Calibration and Testing of Discrete Element Simulation Parameters for Ultrasonic Vibration-Cutter-Soil Interaction Model

This paper established an accurate discrete element for ultrasonic vibration-cutter-soil interaction model to study the interaction mechanism between the soil-engaging component and the soil. In order to reduce the interaction between calibration parameters and improve the calibration accuracy, it is proposed that the soil constitutive, contact parameters, and bonding parameters be calibrated by combining the soil repose angle experiment and the soil resistance experiment of ultrasonic vibration cutting. The study adopts the Hertz-Mindlin (no slip) contact model used in EDEM, to explore soil particle interactions.
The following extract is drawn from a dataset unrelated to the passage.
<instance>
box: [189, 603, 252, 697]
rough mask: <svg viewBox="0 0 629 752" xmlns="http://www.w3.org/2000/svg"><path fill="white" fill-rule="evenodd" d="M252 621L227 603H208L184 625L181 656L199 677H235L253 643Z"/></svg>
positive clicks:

The central composite design is used to achieve systematic investigation. 3-factor 3-level orthogonal design experiment was employed using the coefficient of restitution, the coefficient of static friction, and the coefficient of rolling friction as key test factors and soil’s repose angle as the response index. Based on the Hertz-Mindlin with bonding contact model, Design-Expert 13.0 software was used to design the Plackett-Burman experiment, the steepest ascent, and the Box-Behnken experiment. With the maximum soil cutting resistance in ultrasonic vibration cutting experiment used as the response value, the adhesion parameters were optimized, and the optimal solution combination was obtained as: Normal Stiffness = 4.635 × 10 6 N/m, Shear Stiffness = 3.401 × 10 6 N/m, and Bonded Disk Radius = 2.57 mm. The optimal parameter combinations obtained from the calibration experiments were verified in two ways: ultrasonic vibration cutting and non-ultrasonic vibration cutting. The results showed that the errors between the simulation values and the actual values of the two comparative experiments were less than 5%, and the model calibrated for the three parameters can be used to study the drag reduction mechanism of ultrasonic vibration cutting in soil.